四不像必中生肖图片 www.clrex.com The Chinese language, though used by most people in the world, is widely received as one of the most difficult languages to learn for non-natives.
How did those Chinese characters, consisting of strokes formed by various dots and lines as the basic components that differ from Latin ones, come into being still remained a hard nut to crack until 90 years ago.
When Dong Zuobin wielded a shovel into the earth at Xiaotun village near Anyang City in central China's Henan Province in October 1928, the first archaeologist in modern China was still in Chinese gown and Mandarin jacket.

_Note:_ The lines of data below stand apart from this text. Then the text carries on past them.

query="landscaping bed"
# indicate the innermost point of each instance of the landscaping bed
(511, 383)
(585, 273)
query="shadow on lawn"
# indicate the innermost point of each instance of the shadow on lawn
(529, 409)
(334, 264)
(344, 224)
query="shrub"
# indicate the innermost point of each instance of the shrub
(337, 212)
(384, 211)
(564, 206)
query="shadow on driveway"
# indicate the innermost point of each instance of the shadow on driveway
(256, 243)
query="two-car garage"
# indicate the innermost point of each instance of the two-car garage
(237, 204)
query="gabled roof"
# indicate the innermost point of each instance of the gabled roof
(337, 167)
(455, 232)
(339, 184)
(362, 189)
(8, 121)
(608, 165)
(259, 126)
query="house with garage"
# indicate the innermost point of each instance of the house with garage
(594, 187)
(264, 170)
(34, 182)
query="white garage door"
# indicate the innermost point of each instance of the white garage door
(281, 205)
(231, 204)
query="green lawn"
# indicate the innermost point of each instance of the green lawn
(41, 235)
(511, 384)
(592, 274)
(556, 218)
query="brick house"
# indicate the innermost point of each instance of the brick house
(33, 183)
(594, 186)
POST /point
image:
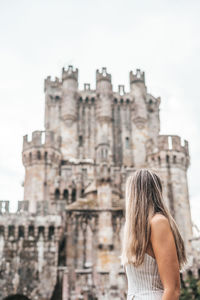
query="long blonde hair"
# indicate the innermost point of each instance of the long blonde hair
(143, 198)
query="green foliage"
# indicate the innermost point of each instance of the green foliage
(190, 288)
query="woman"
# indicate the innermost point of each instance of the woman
(153, 251)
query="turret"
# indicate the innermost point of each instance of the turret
(171, 160)
(138, 117)
(53, 95)
(69, 91)
(104, 109)
(41, 159)
(69, 112)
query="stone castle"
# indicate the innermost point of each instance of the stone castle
(64, 241)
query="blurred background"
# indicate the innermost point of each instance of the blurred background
(38, 38)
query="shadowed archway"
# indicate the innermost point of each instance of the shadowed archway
(16, 297)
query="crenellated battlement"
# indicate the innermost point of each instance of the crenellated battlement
(44, 148)
(41, 139)
(138, 76)
(69, 73)
(30, 228)
(172, 142)
(103, 75)
(169, 151)
(51, 83)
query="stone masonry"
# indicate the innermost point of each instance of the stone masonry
(64, 241)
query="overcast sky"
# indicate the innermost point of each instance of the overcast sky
(39, 37)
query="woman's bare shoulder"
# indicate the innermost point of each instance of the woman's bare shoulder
(159, 223)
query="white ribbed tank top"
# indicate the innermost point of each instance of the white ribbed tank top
(144, 281)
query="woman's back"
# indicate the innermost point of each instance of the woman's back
(144, 281)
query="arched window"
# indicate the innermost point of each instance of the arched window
(80, 140)
(30, 157)
(31, 230)
(73, 195)
(38, 155)
(11, 230)
(21, 231)
(51, 232)
(45, 155)
(65, 194)
(82, 192)
(127, 142)
(57, 194)
(41, 230)
(1, 230)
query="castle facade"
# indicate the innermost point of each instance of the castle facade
(64, 241)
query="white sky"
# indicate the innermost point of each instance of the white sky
(39, 37)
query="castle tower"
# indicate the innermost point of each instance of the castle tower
(104, 114)
(53, 96)
(139, 117)
(69, 113)
(171, 160)
(41, 159)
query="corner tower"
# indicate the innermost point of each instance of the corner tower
(138, 93)
(68, 127)
(41, 159)
(171, 161)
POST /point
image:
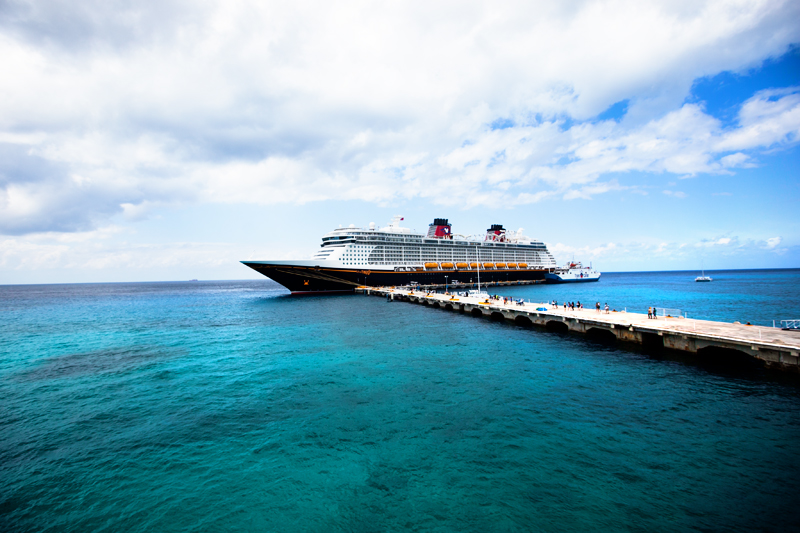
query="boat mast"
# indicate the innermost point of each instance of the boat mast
(477, 259)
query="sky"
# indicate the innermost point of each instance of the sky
(147, 141)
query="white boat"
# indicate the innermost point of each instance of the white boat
(703, 277)
(572, 272)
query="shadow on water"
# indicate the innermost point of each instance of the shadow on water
(113, 360)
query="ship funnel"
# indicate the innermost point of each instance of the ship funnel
(440, 229)
(496, 233)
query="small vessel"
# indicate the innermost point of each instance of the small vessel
(703, 276)
(572, 272)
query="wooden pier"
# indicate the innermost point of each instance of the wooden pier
(774, 347)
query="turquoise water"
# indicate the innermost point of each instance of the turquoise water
(230, 406)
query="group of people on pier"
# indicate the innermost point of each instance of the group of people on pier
(571, 306)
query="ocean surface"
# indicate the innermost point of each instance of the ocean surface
(232, 406)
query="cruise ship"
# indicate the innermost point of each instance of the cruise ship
(393, 255)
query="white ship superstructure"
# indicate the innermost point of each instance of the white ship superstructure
(394, 255)
(396, 248)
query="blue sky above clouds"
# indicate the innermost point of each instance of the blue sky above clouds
(169, 140)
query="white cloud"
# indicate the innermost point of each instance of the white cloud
(110, 109)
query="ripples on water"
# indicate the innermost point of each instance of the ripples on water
(231, 406)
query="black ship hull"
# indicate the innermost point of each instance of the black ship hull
(307, 279)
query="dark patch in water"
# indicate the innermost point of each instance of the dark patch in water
(112, 360)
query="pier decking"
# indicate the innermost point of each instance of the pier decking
(773, 346)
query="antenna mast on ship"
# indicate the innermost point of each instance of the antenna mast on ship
(478, 262)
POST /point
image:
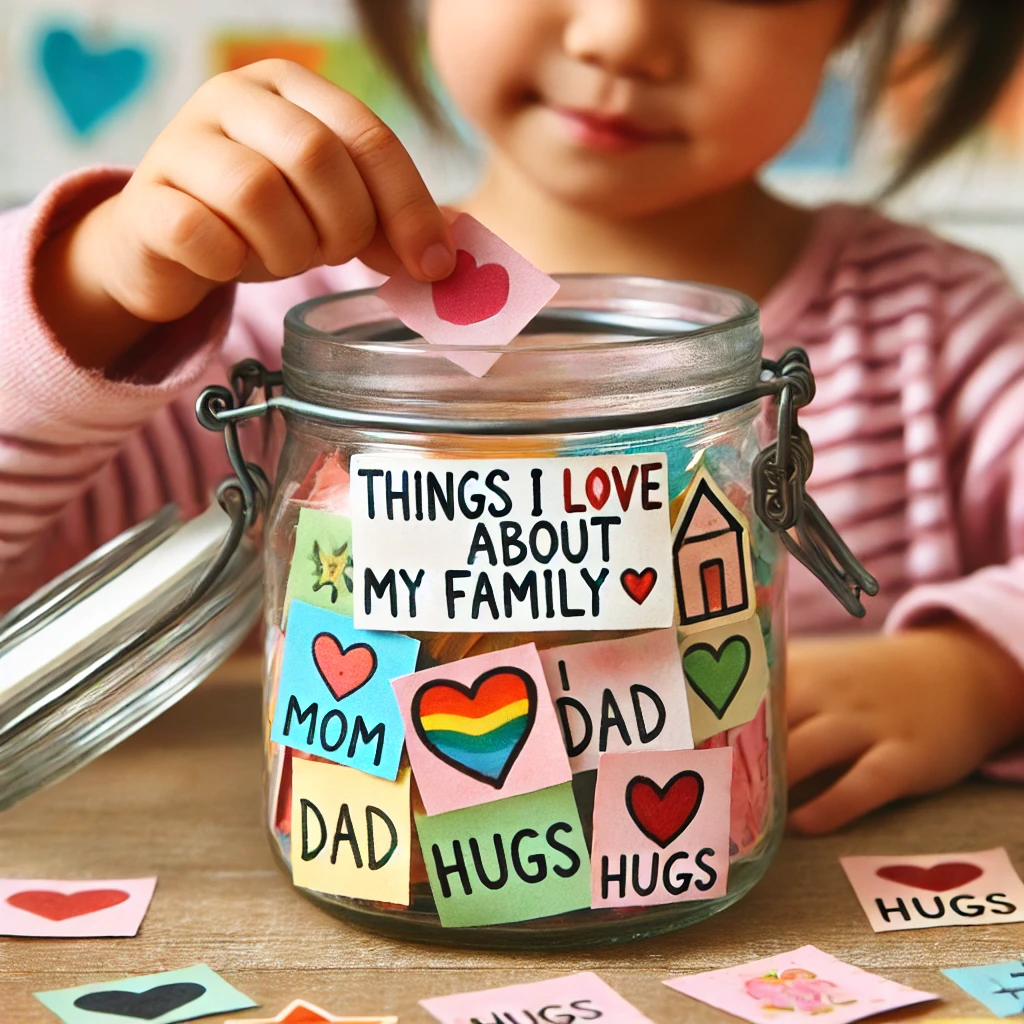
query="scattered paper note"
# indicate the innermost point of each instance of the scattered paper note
(660, 827)
(351, 833)
(301, 1012)
(577, 997)
(51, 908)
(481, 729)
(619, 695)
(167, 997)
(805, 981)
(711, 557)
(489, 297)
(321, 572)
(510, 545)
(726, 671)
(335, 697)
(998, 986)
(937, 890)
(514, 859)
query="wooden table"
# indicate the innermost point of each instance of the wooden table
(182, 800)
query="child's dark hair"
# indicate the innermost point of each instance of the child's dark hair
(972, 52)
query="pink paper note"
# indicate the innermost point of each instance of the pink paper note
(492, 295)
(576, 997)
(804, 982)
(660, 827)
(95, 908)
(937, 890)
(620, 695)
(481, 729)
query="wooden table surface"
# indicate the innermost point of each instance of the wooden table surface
(181, 800)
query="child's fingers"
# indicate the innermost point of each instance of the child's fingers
(250, 194)
(820, 742)
(876, 779)
(311, 158)
(412, 221)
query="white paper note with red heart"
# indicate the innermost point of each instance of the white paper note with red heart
(335, 697)
(492, 295)
(511, 545)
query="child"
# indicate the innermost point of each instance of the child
(623, 136)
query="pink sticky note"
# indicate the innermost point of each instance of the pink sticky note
(492, 295)
(937, 890)
(620, 695)
(481, 729)
(660, 827)
(804, 982)
(95, 908)
(578, 996)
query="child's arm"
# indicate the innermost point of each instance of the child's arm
(925, 705)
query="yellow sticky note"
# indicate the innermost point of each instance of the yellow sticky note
(351, 833)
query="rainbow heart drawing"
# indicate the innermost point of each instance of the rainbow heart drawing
(480, 729)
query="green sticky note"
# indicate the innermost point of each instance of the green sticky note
(161, 998)
(512, 859)
(322, 565)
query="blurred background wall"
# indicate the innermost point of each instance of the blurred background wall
(92, 81)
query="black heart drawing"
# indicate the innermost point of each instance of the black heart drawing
(145, 1006)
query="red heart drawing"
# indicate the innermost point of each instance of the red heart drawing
(343, 670)
(60, 906)
(639, 585)
(937, 879)
(662, 812)
(471, 293)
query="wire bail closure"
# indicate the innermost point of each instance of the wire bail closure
(779, 474)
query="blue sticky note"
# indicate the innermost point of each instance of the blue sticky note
(160, 998)
(998, 986)
(335, 697)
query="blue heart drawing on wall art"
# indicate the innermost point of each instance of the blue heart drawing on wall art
(90, 84)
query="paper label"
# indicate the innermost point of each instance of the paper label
(351, 834)
(619, 695)
(511, 545)
(515, 859)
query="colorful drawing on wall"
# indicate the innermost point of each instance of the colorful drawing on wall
(89, 79)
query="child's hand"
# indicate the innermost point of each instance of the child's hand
(904, 714)
(265, 172)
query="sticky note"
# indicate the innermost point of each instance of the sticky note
(351, 833)
(321, 572)
(619, 695)
(998, 986)
(511, 545)
(512, 859)
(167, 997)
(805, 982)
(937, 890)
(726, 670)
(576, 997)
(660, 827)
(491, 296)
(712, 560)
(335, 697)
(481, 729)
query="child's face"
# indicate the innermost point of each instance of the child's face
(631, 107)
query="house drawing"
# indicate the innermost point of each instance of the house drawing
(711, 556)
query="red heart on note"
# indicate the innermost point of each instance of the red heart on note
(471, 293)
(60, 906)
(938, 879)
(639, 585)
(344, 670)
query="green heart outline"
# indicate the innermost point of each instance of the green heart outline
(719, 708)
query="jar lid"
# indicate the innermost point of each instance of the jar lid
(116, 640)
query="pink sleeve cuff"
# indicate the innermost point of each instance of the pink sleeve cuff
(43, 392)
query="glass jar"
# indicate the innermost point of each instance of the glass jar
(668, 375)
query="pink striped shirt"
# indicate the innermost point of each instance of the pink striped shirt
(918, 426)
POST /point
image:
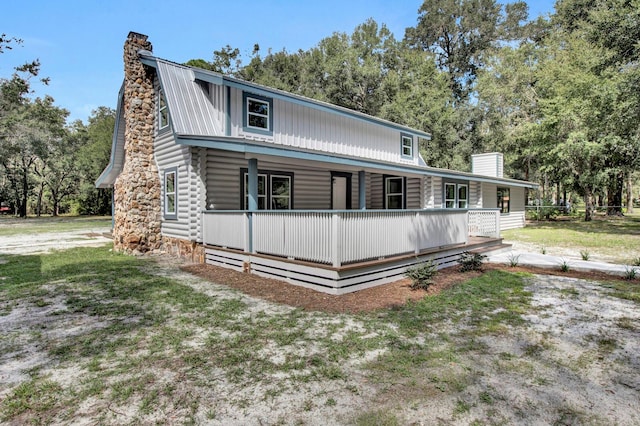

The discovery by Dong and other archaeologists at Xiaotun not only brought the village to the fame, but made it the most important archaeological find for Chinese in the 20th century.
The complex of ruins at Xiaotun, later confirmed to be the site of Shang Dynasty (around 1600 B.C.- 1046 B.C.) capital Yin, was most known for its large discovery of oracle bone script and named Yinxu.
The world-shocking find resulted in the identification of the earliest known Chinese writing. It is one of China's oldest and largest archeological sites and has been listed as UNESCO World Heritage.
Ninety years on, Chinese archaeologists have been fascinated by and dedicated to the mystery behind the language, which has been using for more than 3,000 years according to written records.
Their interpretations of the inscriptions on tortoise shells or bones, believed to be the earliest Chinese characters, gradually picture what the Chinese society and people were like more than 30 centuries ago.
The tortoise shells and bones bear testimony of the development of one of the world's oldest writing systems, ancient beliefs and social systems, according to UNESCO.
Since the ruins were first discovered, researchers have been piercing together stories of one of China's earliest dynasties and the origin of the country's enduring culture.
UNLOCKING LIFE ON BONES
Liu Yiman, 78, participated in two of the three most important excavations that led to the discovery of more than 17,000 pieces of oracle bones in Yinxu.
Liu's archeological discoveries make up a large part of the oracle bone exhibition in the local museum. Researchers have been sorting out the artifacts to identify the writings and stories behind them.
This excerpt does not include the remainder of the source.